She opened the car door and looked back at Adam. He wore a pale blue T-shirt that accentuated his deepening tan, the fabric taut across his chest. I’ll probably never kiss anyone as beautiful again, she realized. Suddenly, with a last burst of enthusiasm that a reluctant party guest discovers when they know they can finally leave, Nicky reached out and kissed him goodbye.

It was a mistake. He was a much better kisser than she had been expecting. As he wrapped his arms around her and pulled her to him she thought she was being playful; she thought his youth and looks meant he didn’t feel and couldn’t be hurt. But he was giving his all, and she was acting like a child.

She pulled away sharply and got in the car. She started the engine and the roof began to recline. She felt herself blush to the roots of her hair. She could feel Adam’s eyes boring into her. Nicky suddenly very desperately wanted to leave. She was playing with fire, and she would get burned.

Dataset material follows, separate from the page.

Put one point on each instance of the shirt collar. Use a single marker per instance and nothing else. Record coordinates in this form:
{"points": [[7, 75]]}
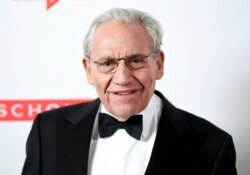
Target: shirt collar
{"points": [[151, 115]]}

She put the car in reverse, turned and started down the drive without looking back. In a few moments she would be away from the house, the shame of how she was manipulating Adam would start to lessen, her guilt at how she was testing her marriage would recede. She tried to accelerate but something was wrong; the car felt unbalanced, veering to the side. She stopped and got out and saw that the front tyre was completely flat.

‘Something wrong?’ She heard his feet crunching towards her.

Nicky said nothing. She bent down and examined the tyre, tracing her fingers over the grooves in the rubber. ‘Is it flat?’ She heard his voice above her, his shadow falling in the afternoon sun across her shoulders. Her finger felt the long gash in the rubber without her having to see it. That was no nail or shard of glass. She stood up and opened the boot with cold efficiency. She was angry but thought it best not to show it; she felt it was important to pretend. Beneath her calm exterior something darker and more sinister was growing: alarm.

Nicky yanked at the protective cover over the spare wheel. She knew about cars. She wasn’t some sap who needed to call the AA if she got a flat. Her dad had tinkered with a series of broken-down cars in their driveway all through her childhood. She’d hung out with him for hours, watching and helping him. Adam didn’t know that. She felt a sour thrill of petty victory. Adam came from a generation where cars were built by robots in Osaka and a rite of passage for a young man didn’t include getting greasy under a bonnet. She knew something he didn’t. She would get the spare on and get the hell out. She needed to be out of here –
now
. Tomorrow morning at the office was looming in her mind. Deadlines and office politics and news round-ups and washing and ironing were where her thoughts were turning now.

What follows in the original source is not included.